Un dilemme cornélien (Edition 2010-21)

Dominique Sudan à propos des PME face à la succession

Le tissu économique du pays étant ce qu’il est, aucune entreprise n’y échappe: tôt ou tard, elle devra résoudre un important problème de succession. La branche n’y échappe pas.

Dans les deux dernières décennies, de nombreuses PME y ont déjà été confrontées. Selon l’option choisie, certaines ont été rayées de la carte des voyages (Danzas Voyages, Lavanchy) alors que d’autres ont eu la main plus heureuse en gardant un relative autonomie (Tourisme Pour Tous). Deux cas récents ont marqué la Suisse romande: ceux de Départ Voyages et Vos Voyages.

Dans le premier cas, le relationnel pur a parfaitement fonctionné entre Jacquy Boinnard et Patrick Bourdain, qui souhaitait se retirer. Départ Voyages et ses deux marques trouvaient exactement ce qu’elles recherchaient: la pérennité d’une entreprise florissante, sous le toit d’Albertsen. Dans le second, un heureux concours de circonstances permit à Willy Mattmann de céder son réseau à un indépendant, CAT Travel. Mais aucune recette miracle n’existe puisque chaque PME constitue un cas particulier. 

De toute manière, les pistes ne sont guère nombreuses pour une PME se retrouvant dans cette situation. Céder son entreprise à un grand, c’est encourir le risque de la voir démantelée très rapidement, les grands ne s’intéressant qu’à une marque forte et renonçant aux autres segments d’activités. De plus, leur calcul est rapidement fait: sur la base du chiffre d’affaires, les grands et leurs intermédiaires ne s’intéresseront à l’affaire que si le rendement se situe aux alentours de dix pour-cent. 

La branche demeure formée de jeunes parfaitement formés et compétents mais, là aussi, la succession se corse: dans le climat actuel, on hésite très souvent à se mouiller et à prendre un risque financier. Or, cette approche était différente il y a une trentaine d’années où les fondateurs de l’époque étaient peut-être plus utopistes. Mais la plupart des pionniers de l’époque sont encore là, ce qui prouve qu’ils ne rêvaient pas. 

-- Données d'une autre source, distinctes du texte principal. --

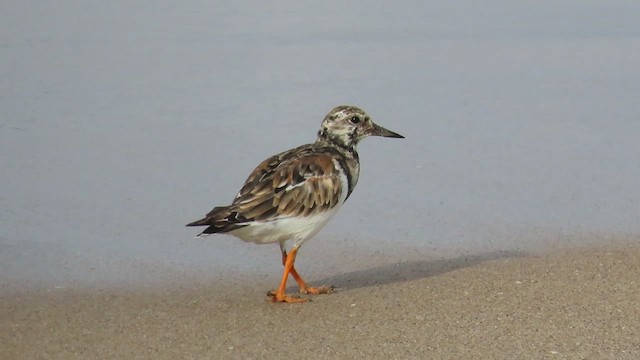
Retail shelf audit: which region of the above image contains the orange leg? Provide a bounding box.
[272,247,309,303]
[282,248,333,295]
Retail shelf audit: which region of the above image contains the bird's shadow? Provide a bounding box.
[313,251,529,290]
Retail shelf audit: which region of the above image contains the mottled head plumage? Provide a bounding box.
[318,105,404,149]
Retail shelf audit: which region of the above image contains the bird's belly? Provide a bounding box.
[229,206,339,245]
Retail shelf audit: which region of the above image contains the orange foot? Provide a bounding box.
[300,286,335,295]
[267,290,309,303]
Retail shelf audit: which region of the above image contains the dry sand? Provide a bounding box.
[0,244,640,359]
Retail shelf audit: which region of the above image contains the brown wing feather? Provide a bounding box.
[231,149,342,220]
[189,145,348,233]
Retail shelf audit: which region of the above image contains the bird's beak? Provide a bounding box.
[367,122,404,139]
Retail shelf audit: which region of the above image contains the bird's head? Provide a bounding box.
[318,105,404,149]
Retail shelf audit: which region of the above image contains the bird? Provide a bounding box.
[187,105,404,303]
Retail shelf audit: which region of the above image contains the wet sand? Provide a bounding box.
[0,243,640,359]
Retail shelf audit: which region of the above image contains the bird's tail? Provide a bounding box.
[187,206,247,236]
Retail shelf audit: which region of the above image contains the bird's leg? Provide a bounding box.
[269,246,309,303]
[282,248,333,295]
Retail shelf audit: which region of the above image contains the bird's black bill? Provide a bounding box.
[368,124,404,139]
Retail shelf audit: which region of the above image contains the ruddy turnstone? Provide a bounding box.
[187,105,404,302]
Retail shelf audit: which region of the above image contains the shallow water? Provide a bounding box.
[0,1,640,284]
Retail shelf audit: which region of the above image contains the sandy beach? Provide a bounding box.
[0,245,640,359]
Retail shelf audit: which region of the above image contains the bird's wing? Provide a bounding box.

Il serait bon pour tout le secteur des voyages qu’un maximum d’entreprises indépendantes survivent au départ à la retraite des éminences grises qui leur ont donné naissance. Ne serait-ce que pour préserver un certain équilibre dans la branche. Mais pour ce faire, il conviendra aussi de ne pas être trop gourmand en articulant au final le prix de vente.

Le fait est que les grands, aujourd’hui, tiennent le couteau par la manche car de vraies solutions de reprise à l’interne sont rares. Et elles n’existent presque pas à l’externe. Savoir s’ils souhaitent conserver à la fois des TOs et des détaillants indépendants, telle est la question cardinale. Il sera d’autant plus intéressant d’assister au prochain symposium qui sera mis sur pied en novembre à Montreux lors du TTW. Car nombre d’entreprises suisses se trouvent dans la même situation.